Pat cherries completely dry then spread them evenly in a shallow, buttered 8×11 baking dish. Pour in the batter. Bake cake in the middle of a preheated 350-degree oven for 1 hr. or until top is golden and firm to a light touch. Remove from oven, dust with confectioners’ sugar; serve warm.

And yet another wonderful, very old recipe for a way to use any fresh fruit available; the base for this dessert can be turned into many different desserts.

 

FRESH FRUIT TRIFLE

24 almond macaroons

¾ cup sherry wine (for this recipe, I prefer the sweet, not dry, sherry)

6 egg yolks, beaten

1 cup sugar

Pinch salt

Dip the macaroons in the sherry and place them in a flat serving dish.

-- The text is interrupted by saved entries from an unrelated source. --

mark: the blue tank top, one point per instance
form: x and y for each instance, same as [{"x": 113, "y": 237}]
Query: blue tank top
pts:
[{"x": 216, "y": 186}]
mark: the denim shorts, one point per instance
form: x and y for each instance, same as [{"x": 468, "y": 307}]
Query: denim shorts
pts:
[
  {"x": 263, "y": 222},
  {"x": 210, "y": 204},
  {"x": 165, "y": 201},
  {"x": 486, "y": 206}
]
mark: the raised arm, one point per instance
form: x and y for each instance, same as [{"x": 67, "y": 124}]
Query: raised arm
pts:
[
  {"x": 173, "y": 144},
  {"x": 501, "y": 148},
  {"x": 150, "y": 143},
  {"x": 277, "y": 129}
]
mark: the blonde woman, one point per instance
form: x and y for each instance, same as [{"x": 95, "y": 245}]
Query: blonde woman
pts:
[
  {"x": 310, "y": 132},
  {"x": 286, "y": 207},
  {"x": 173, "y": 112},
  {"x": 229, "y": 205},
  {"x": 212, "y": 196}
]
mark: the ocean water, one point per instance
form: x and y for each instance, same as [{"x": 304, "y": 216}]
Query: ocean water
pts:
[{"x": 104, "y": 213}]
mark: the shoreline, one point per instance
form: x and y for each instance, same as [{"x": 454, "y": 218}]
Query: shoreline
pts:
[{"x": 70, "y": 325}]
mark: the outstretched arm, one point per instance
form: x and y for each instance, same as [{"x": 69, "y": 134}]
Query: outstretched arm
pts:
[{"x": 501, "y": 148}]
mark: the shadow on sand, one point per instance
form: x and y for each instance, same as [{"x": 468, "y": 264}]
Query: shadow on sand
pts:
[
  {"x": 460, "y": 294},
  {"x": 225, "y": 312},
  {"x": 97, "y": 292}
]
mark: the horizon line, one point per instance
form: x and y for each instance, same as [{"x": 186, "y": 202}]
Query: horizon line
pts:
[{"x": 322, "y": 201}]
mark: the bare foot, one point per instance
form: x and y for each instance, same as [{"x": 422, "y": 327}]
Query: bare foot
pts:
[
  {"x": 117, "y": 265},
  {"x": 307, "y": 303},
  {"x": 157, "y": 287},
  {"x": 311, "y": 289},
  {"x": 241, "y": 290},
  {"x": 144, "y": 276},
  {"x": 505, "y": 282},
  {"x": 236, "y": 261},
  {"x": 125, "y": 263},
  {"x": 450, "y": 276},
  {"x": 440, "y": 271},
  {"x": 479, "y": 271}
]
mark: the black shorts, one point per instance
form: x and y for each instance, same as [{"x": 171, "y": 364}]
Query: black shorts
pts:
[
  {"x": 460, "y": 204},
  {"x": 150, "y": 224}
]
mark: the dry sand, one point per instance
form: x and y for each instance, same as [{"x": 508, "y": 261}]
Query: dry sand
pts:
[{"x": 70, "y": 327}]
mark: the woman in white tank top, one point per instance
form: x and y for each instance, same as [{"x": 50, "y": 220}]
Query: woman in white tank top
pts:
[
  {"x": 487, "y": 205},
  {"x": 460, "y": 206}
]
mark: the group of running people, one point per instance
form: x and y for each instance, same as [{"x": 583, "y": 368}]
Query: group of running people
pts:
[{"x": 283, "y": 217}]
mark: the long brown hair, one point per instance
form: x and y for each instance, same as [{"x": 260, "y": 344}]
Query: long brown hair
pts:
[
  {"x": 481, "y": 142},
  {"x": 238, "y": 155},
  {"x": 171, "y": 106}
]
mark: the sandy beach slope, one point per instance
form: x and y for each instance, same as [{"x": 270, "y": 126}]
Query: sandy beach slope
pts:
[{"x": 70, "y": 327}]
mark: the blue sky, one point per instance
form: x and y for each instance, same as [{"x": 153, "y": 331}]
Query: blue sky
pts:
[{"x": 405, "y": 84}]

Beat egg yolks 15 min. (this would be with a rotary beater; using an electric beater, beat for only 5 min.); add sugar and beat a bit longer. Place in a double boiler and cook until mixture thickens, stirring constantly. Pour over the macaroons and allow to cool.

Just before serving, cover base with fresh sliced peaches, plums, nectarines, etc. or strawberries, raspberries, figs, blueberries, or a mixture of any fresh berries. Or, if it’s not fresh fruit season, cover the base with whipped cream, shaved chocolate curls and/or any chopped nuts of choice and/or toasted shredded coconut. Serves 6-8.